NEW YORK (AP) -- Friends and supporters of Aaron Swartz planned to pay tribute Saturday to the free-information activist and online prodigy, who killed himself last week as he faced trial on hacking charges.
A hero to data-access advocates but a thief in the eyes of prosecutors, Swartz was to be remembered at a public memorial late Saturday afternoon. He was found dead Jan. 11 in a suicide that has intensified debate over how authorities should treat hackers whose goal is to expand public knowledge, not make personal profits.
Swartz, 26, hanged himself in his apartment the month before he was to go on trial in Boston. Federal prosecutors accused him of breaking into a computer wiring closet at the Massachusetts Institute of Technology in 2010 and tapping into the university's computer network to get millions of paid-access scholarly articles, which he planned to make available for free.
Whatever he aimed to do with the data, "stealing is stealing, whether you use a computer command or a crowbar," Boston U.S. Attorney Carmen Ortiz said before Swartz' death.

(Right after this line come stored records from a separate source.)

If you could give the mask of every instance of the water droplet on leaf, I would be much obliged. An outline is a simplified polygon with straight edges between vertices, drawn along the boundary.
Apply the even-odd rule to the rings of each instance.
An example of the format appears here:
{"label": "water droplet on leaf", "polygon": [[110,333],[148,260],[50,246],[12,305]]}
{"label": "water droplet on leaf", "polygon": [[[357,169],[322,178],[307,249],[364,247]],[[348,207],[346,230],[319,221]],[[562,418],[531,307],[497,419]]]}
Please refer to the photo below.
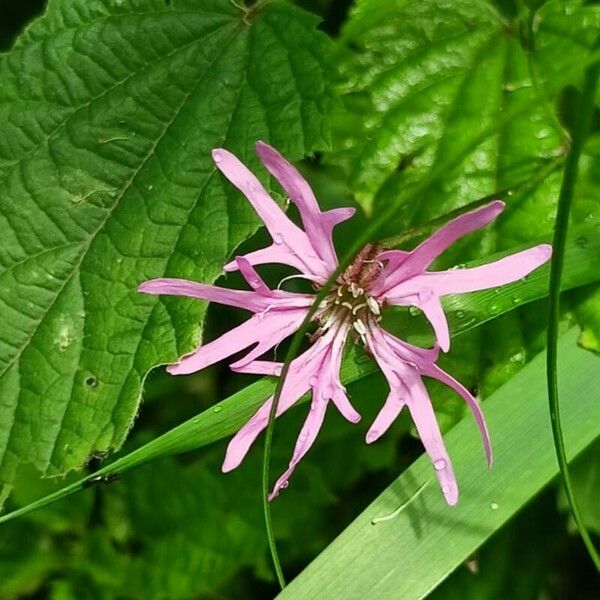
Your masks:
{"label": "water droplet on leaf", "polygon": [[275,235],[273,235],[273,241],[276,244],[283,244],[283,236],[280,233],[276,233]]}
{"label": "water droplet on leaf", "polygon": [[446,461],[443,458],[438,458],[436,461],[434,461],[433,463],[433,468],[436,471],[443,471],[448,463],[446,463]]}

But his family, admirers and some legal experts blasted the case as overreaching that drove Swartz to his death. His father, Robert Swartz, has said his son "was killed by the government."
The digital archive that holds the articles, JSTOR, has said it regretted being drawn into the criminal case and didn't pursue any claims against Swartz after he returned the data in 2011. Days before his death, the nonprofit JSTOR announced that it planned to make more than 4.5 million articles available for free.
Swartz had pleaded not guilty to some 13 felony charges. They carried the potential for decades in prison and enormous fines, though prosecutors have said they never intended to seek the maximum penalties.
A shaken Ortiz said this week she was "terribly upset about what happened," appearing near tears at one point as she spoke about the case. But she said her office handled it fairly and appropriately.
Swartz was a young teenager when he helped create RSS, technology for gathering updates from blogs, news sites and elsewhere on the Web. He later co-founded the social news site Reddit and Demand Progress, a group that campaigns against online censorship.